Чья это речь? Отрока или раба? Оба направили взоры к востоку, оба слились в новом единстве этого к востоку обращенного взора; и на восточном краю небосвода должна воссиять звезда.

«Юлиев звезды на западе светят, — рек Цезарь–невидимка, — но ты не узришь их боле, Вергилий… Неужели вовек не угаснет твоя ненависть?» — «С любовью посвятил я «Энеиду» Августу, но превыше его бытия восстала новая звезда».

Цезарь больше не отвечал; безмолвно потонул он в незримости.

«Энеида»… — Плотий как‑то странно шмыгнул носом и пригладил обеими руками венчик седых волос на своей голове.
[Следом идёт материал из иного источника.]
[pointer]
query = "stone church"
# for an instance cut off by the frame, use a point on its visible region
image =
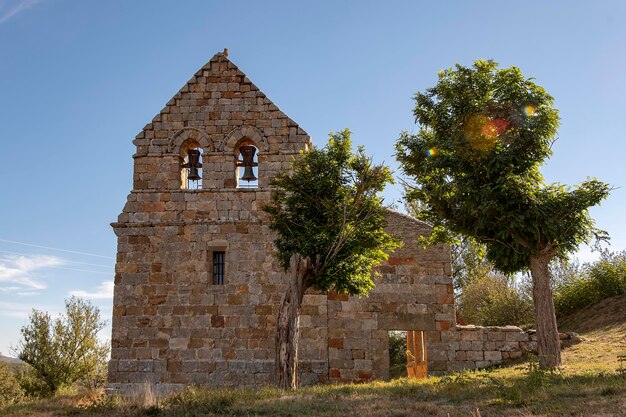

Да, «Энеида»… Вечно будет сиять в ней звезда Юлиев.

Насколько я понимаю, прежде всего надо включить в новый текст посвящение «Энеиды» Цезарю, —сказал Луций и, обмакнув перо в чернильницу, весь внимание, стал ожидать более точных указаний. Но он ждал напрасно. Ибо чернильница, в которую обмакнул он перо, была не чернильница вовсе, а пруд перед домом в Андах, о, и стол, за которым он сидел, не был обычным столом — откуда ни возьмись, выстроилось на нем все андское подворье, усадьба, отходящая ныне Прокулу, а за нею, будто ее уменьшенный слепок, маячил склеп, узилище, возведенное из серых свинцовых плит, и, отливая золотом, завихряясь, смешивались с волнами пруда волны гавани в Позилипе. О, не в чернильницу, а в пруд окунул Луций перо, и легкие круги неслышно разбегались от этого места к берегам, где плескались угки и гуси; ворковали голуби на голубятне, а помимо того бесчисленные толпы людей обступили стол в ожидании завещанной им доли, но если еще можно было понять, что и Цебет был в этой алчущей наследства толпе, коль скоро ему предстояло отныне жить на подворье, то уж совсем неподобающим было явление Алексиса, развинченной походкой приблизившегося по извилистой въездной аллее и повсюду теперь шнырявшего. Непристойной была эта толкотня у стола, настолько непристойной, что вынужден был вмешаться раб, но лишь с большой неохотой позволили люди оттеснить себя снова в туман незримости; все это продолжалось довольно долго, а когда наконец уладилось и стол перед Луцием снова был пуст и чист, тот уже с некоторым нетерпением в голосе напомнил:

Я жду, Вергилий.

Ах, будто это так просто — снова взять себя в руки; Луций мог бы и сам сообразить.